Untreated leaky or “floppy” mitral valves can predispose to heart infection (infective endocarditis), an enlarged heart, lung disease, congestive heart failure, or even stroke.
Medication is an effective treatment for some people with mitral valve prolapse while others may require heart surgery to repair or replace a leaky mitral valve. When appropriate, repair is preferred over replacement using either a mechanical or biological valve.
“Biological” mitral valves come from pigs or cows. The disadvantage to this type of valve is that they have a limited durability and may deteriorate after 15-20 years. The good news is that the recipient is not required to take blood thinners or medication to reduce rejection.

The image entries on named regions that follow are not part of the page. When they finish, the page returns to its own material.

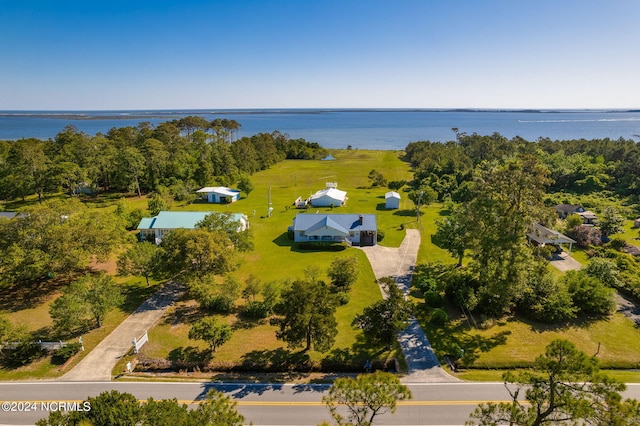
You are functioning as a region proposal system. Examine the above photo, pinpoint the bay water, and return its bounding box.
[0,109,640,150]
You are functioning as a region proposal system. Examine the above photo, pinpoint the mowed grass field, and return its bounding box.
[135,150,416,370]
[0,150,640,381]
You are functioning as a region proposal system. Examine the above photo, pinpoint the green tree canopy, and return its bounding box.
[117,241,160,285]
[276,280,338,352]
[352,277,413,347]
[322,371,412,426]
[189,317,232,352]
[467,340,640,426]
[160,229,237,282]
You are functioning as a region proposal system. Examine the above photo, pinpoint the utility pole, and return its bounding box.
[416,191,424,229]
[267,182,273,217]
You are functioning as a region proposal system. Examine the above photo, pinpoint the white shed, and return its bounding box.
[384,191,400,209]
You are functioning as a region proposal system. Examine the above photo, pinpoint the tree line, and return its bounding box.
[405,129,640,202]
[0,116,326,201]
[406,133,640,323]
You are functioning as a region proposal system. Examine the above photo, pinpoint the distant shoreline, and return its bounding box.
[0,108,640,120]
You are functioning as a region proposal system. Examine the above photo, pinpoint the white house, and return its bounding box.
[527,222,576,252]
[309,184,347,207]
[384,191,400,209]
[289,213,378,246]
[196,186,240,204]
[138,211,249,244]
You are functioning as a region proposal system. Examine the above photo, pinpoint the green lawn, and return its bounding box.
[0,278,158,381]
[6,150,640,381]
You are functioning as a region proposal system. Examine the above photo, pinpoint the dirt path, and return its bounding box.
[362,229,458,383]
[58,281,184,381]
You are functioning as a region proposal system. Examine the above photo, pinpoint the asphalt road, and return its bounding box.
[0,382,640,426]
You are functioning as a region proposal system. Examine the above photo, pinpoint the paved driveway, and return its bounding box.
[551,252,582,272]
[362,229,458,383]
[58,281,184,381]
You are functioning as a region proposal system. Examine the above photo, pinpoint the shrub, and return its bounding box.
[412,277,438,301]
[424,291,444,308]
[52,342,82,364]
[4,341,45,367]
[609,238,627,250]
[429,308,449,326]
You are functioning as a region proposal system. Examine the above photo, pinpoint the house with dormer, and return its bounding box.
[289,213,378,246]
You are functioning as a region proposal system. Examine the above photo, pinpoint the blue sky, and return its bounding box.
[0,0,640,110]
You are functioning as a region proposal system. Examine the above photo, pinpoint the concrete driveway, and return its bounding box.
[362,229,459,383]
[58,281,184,382]
[551,252,582,272]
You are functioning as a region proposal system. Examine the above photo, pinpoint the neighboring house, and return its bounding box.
[553,204,598,225]
[384,191,400,209]
[527,223,576,252]
[289,213,378,246]
[138,211,249,244]
[196,186,240,204]
[309,182,347,207]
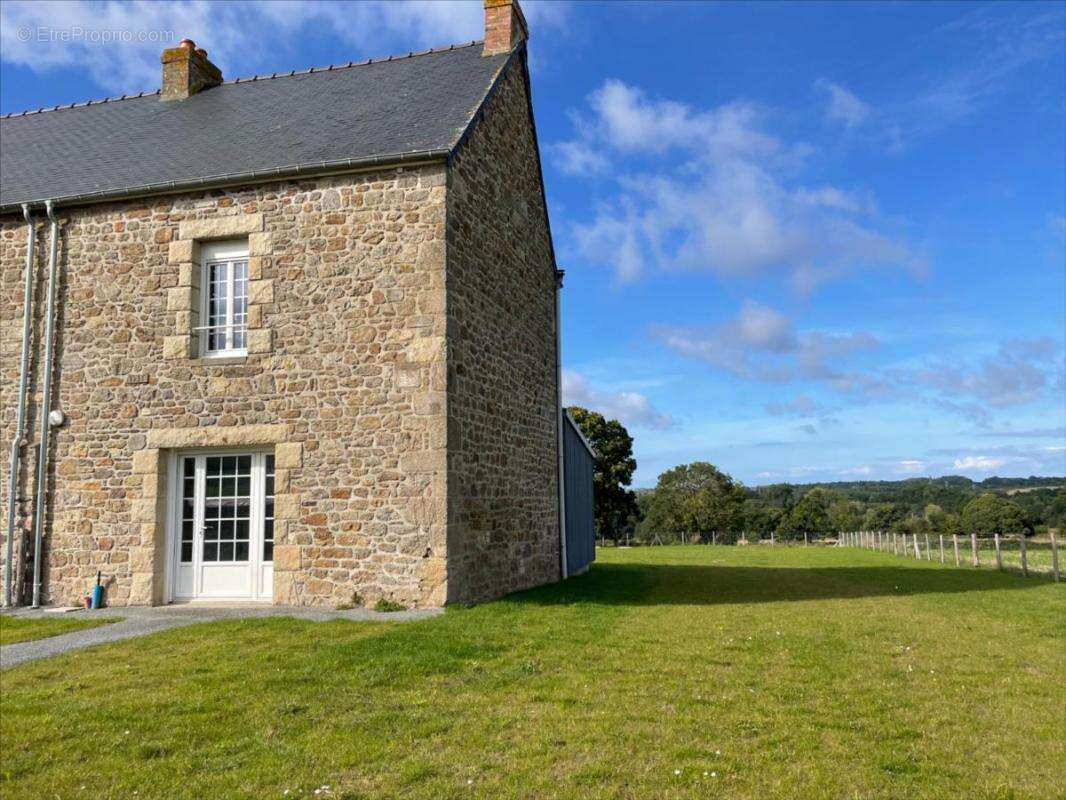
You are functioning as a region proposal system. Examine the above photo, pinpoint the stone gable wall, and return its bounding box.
[0,165,447,605]
[447,54,560,602]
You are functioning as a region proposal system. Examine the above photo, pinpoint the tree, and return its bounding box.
[862,502,906,530]
[567,405,640,541]
[781,489,833,537]
[1045,489,1066,531]
[829,498,862,533]
[645,461,745,541]
[963,492,1031,535]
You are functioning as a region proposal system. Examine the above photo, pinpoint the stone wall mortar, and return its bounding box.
[447,55,560,602]
[0,165,447,605]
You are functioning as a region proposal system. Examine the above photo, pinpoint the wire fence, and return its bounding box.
[838,530,1060,582]
[614,531,837,547]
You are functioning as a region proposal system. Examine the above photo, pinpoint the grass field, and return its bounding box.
[0,614,118,644]
[0,545,1066,800]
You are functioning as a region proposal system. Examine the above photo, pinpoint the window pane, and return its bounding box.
[207,262,229,351]
[263,454,274,561]
[233,261,248,348]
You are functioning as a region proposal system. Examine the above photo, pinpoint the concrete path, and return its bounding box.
[0,604,443,669]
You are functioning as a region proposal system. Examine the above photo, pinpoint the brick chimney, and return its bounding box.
[481,0,530,55]
[160,38,222,100]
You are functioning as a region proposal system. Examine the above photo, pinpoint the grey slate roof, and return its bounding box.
[0,43,507,210]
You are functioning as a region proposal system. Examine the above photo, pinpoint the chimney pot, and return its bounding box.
[160,38,222,100]
[482,0,530,55]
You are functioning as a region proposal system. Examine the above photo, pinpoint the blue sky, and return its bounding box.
[0,0,1066,485]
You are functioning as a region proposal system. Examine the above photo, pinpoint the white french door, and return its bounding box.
[171,452,274,601]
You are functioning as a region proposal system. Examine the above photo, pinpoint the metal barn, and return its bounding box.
[563,412,596,577]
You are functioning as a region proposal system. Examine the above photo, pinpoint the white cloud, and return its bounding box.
[1048,214,1066,241]
[814,79,871,128]
[955,455,1006,473]
[837,465,873,476]
[0,0,569,94]
[652,300,877,386]
[563,369,675,430]
[548,140,609,175]
[814,9,1066,150]
[550,80,924,291]
[912,338,1066,413]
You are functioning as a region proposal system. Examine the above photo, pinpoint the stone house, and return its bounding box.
[0,0,592,606]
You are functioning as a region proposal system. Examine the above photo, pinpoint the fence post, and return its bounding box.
[1051,531,1059,583]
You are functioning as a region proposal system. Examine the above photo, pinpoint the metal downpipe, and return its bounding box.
[3,203,37,608]
[555,270,569,580]
[33,201,60,608]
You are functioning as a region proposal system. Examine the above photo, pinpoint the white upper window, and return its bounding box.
[197,240,248,357]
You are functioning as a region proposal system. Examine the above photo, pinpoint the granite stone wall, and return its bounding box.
[448,52,561,602]
[0,52,560,606]
[0,164,447,605]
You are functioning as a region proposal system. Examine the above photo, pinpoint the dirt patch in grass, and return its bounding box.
[0,614,120,644]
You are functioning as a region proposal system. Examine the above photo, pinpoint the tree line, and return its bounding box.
[569,407,1066,542]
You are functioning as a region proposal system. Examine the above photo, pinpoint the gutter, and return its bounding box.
[3,205,37,608]
[555,270,569,580]
[33,201,60,608]
[0,148,450,213]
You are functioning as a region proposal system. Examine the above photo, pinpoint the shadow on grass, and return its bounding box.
[507,563,1045,606]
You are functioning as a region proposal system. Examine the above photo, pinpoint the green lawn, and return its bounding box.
[0,614,118,644]
[0,545,1066,800]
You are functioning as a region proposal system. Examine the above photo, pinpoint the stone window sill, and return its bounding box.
[189,355,249,367]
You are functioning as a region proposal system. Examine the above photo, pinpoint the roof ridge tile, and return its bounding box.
[0,39,484,119]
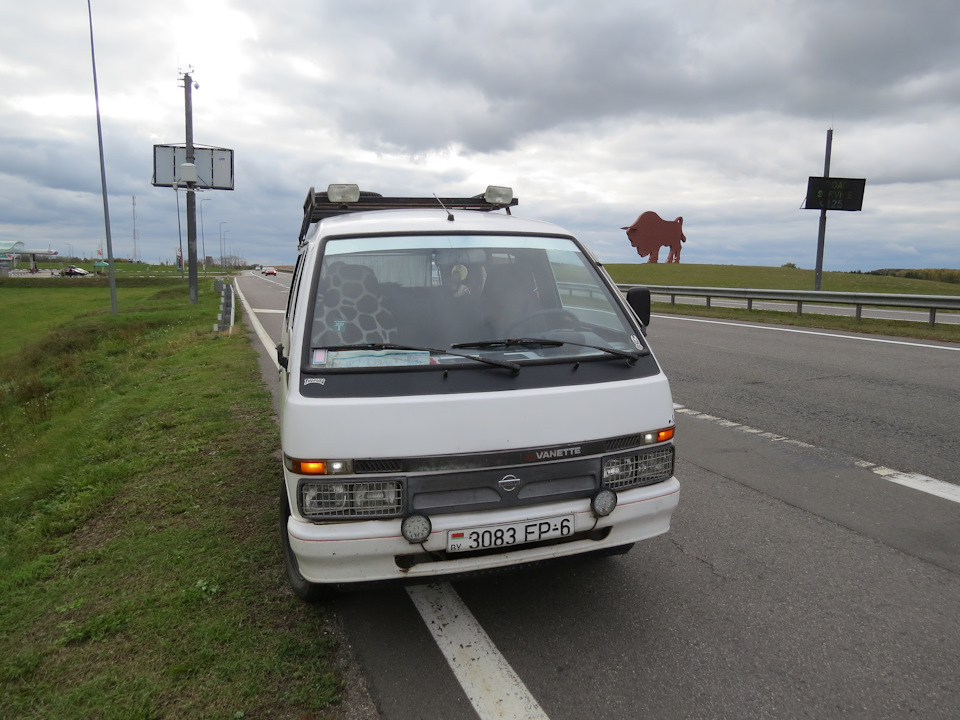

So-called “man-made” or mechanical heart valves are derived from polycarbon, metal, plastic or other materials and last much longer than a biological valve – often the recipient’s entire remaining lifetime. However, recipients must take blood-thinning medication to prevent blood clots from forming on the valve, potentially causing heart attack or stroke.
Final Thought. There is no need to live with symptomatic faulty heart valves. You should see you doctor if you have these symptoms of valve problems: fatigue and tiredness, shortness of breath (particularly with exercise or when you are lying down) and swelling in your legs, feet or ankles.